SDÁ 1-2008: Rauna Kuokkanen

Sámenissonat, «árbevierru» ja veahkaválddi hámit

Rauna Kuokkanen (University of Toronto)

Viečča artihkkala dás (pdf).

The autonomy of Sami women, tradition and forms of violence

In indigenous communities worldwide, patriarchal ways of thinking and laws have changed traditional gender roles in many ways. Patriarchal thinking has often first made inroads to indigenous communities by means of Christianity. This article considers some of these changes in relation to Sami women in the context of individual and collective autonomy. More specifically, the article critically examines the notion of tradition, especially the ways in which it is employed to the roles and expectations of indigenous women to sometimes consciously limit women’s societal and political participation. As an example, the article discusses Sami women’s political participation in some contemporary Sami bodies such as the Norwegian Sami Parliament and argues that “tradition” can become an effective form of symbolic violence while patriarchal political discourses and practices can represent a form of structural violence.

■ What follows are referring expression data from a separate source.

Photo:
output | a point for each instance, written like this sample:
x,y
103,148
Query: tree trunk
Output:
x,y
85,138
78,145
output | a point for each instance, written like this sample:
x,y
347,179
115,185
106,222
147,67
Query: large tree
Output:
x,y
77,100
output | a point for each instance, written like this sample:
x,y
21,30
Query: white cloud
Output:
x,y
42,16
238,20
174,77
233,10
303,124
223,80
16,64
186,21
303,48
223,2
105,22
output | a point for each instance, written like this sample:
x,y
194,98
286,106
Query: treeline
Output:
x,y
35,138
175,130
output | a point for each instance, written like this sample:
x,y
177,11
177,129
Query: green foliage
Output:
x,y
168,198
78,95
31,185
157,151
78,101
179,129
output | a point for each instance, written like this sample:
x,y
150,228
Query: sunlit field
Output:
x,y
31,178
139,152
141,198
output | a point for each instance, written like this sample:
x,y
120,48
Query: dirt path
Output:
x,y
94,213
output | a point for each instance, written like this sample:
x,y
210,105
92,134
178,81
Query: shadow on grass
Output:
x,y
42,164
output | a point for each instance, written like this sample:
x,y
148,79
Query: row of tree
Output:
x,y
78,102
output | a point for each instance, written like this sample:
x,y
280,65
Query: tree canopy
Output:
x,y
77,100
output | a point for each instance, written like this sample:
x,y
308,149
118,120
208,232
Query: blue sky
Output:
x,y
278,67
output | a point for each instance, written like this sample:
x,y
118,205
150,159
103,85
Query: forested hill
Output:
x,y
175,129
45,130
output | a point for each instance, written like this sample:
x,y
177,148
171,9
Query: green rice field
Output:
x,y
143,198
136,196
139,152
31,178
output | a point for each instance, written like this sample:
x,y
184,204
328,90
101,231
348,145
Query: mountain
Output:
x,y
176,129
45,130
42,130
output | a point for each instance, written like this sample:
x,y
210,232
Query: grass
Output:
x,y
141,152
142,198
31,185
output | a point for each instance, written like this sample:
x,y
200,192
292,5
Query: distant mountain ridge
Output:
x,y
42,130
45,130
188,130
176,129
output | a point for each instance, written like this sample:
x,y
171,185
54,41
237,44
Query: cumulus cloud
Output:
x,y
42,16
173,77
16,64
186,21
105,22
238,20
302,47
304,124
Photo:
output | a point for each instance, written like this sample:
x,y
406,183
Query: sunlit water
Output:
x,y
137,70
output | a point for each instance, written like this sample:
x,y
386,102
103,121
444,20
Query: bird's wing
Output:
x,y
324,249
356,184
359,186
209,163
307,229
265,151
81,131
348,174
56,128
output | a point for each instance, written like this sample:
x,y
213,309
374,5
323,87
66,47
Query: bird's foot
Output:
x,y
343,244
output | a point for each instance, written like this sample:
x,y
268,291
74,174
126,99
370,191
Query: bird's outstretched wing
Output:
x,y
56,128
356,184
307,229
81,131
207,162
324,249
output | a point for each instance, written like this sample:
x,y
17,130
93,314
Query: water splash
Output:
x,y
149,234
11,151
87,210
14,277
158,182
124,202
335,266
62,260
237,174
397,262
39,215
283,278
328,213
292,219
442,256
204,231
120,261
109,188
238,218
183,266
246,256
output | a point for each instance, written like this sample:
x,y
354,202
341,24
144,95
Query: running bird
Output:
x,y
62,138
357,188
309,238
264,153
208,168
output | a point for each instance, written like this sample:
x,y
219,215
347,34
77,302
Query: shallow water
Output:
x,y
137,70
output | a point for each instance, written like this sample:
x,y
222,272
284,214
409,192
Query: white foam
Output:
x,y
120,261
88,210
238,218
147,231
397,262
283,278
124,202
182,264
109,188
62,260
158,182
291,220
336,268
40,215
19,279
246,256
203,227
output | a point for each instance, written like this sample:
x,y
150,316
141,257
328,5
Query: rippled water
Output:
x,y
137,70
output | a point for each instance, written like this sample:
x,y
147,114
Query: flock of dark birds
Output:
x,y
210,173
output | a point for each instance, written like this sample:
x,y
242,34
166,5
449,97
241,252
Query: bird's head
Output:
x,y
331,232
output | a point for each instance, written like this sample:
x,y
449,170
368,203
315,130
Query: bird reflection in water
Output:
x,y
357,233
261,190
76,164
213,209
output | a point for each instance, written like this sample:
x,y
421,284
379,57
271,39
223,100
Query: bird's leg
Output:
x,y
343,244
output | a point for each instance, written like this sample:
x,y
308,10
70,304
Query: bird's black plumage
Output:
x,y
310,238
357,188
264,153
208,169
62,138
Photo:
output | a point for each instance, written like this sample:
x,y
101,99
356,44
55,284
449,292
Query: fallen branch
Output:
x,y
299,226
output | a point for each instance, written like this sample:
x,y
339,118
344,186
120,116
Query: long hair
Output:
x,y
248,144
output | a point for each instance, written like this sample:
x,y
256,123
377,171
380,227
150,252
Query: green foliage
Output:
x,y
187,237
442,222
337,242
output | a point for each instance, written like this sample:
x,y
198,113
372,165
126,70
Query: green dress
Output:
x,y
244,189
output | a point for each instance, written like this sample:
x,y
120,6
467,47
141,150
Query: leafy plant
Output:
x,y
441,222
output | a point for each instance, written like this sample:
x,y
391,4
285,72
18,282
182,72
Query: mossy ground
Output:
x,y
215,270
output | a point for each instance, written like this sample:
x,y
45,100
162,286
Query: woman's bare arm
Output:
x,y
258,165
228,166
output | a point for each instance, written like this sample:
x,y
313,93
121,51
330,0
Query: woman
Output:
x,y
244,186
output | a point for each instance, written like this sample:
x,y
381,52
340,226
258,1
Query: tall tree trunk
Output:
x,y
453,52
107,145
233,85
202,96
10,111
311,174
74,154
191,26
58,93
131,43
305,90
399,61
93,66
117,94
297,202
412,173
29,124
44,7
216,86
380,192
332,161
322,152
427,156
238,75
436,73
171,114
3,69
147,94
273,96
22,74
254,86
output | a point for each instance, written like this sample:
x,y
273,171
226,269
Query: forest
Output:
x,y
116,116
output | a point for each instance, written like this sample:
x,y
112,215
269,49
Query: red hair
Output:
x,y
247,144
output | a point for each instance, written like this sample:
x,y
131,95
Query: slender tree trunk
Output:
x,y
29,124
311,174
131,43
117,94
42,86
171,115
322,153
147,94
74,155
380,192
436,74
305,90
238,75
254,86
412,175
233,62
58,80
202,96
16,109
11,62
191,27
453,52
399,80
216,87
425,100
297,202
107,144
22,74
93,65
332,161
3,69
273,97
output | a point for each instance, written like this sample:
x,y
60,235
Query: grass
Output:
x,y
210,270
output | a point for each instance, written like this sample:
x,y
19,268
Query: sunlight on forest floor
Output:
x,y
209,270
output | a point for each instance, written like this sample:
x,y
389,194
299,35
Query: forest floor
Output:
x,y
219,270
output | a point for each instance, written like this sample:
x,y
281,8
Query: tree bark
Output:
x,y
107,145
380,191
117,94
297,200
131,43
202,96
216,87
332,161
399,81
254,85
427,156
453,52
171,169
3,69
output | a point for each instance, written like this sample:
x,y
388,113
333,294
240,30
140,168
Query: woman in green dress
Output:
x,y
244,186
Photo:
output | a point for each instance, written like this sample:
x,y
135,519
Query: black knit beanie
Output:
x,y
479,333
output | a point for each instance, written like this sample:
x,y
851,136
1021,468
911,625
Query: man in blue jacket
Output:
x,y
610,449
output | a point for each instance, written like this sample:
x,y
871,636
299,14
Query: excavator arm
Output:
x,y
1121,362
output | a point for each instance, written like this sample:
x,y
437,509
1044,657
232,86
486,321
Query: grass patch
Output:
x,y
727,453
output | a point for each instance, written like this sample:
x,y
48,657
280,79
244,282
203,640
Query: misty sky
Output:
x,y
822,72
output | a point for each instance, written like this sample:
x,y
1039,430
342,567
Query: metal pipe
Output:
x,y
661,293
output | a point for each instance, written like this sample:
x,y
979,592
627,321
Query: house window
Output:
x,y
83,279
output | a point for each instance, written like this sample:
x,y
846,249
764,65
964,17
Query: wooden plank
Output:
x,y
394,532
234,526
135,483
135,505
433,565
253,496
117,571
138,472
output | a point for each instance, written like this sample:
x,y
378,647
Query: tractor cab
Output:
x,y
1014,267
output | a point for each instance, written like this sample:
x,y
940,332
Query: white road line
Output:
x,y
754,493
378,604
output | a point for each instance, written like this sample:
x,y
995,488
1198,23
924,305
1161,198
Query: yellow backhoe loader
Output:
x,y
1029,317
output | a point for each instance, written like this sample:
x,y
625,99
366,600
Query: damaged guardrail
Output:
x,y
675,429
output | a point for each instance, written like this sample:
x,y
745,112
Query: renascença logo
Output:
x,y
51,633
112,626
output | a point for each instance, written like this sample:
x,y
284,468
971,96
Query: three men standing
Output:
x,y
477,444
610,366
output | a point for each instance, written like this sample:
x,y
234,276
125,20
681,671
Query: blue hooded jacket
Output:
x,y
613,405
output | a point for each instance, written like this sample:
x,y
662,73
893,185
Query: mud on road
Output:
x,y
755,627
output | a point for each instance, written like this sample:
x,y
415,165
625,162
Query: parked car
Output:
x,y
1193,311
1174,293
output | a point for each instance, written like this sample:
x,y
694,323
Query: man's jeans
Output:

Another context where the notion of tradition is employed to often dismiss indigenous women’s concerns is violence against women and sexual violence, largely a taboo in contemporary Sami society. Particularly due to Christianity, the sexuality of women has been a major taboo in Sami society. Because of the shame surrounding sexual violence and the tendency to blame women, incidences of rape and sexual harassment have largely remained unreported. The article considers the recent incidents of sexual abuse of Sami girls and some of the public responses and reactions to them, some of which seek to explain them through Sami traditions and traditional upbringing. The article contextualizes violence in indigenous communities as a part of larger legacy of colonialism that, to a large extent, remains unexamined in Sami society. The article concludes with a brief discussion on equality, power and empowerment and points out possible directions for future research in this area.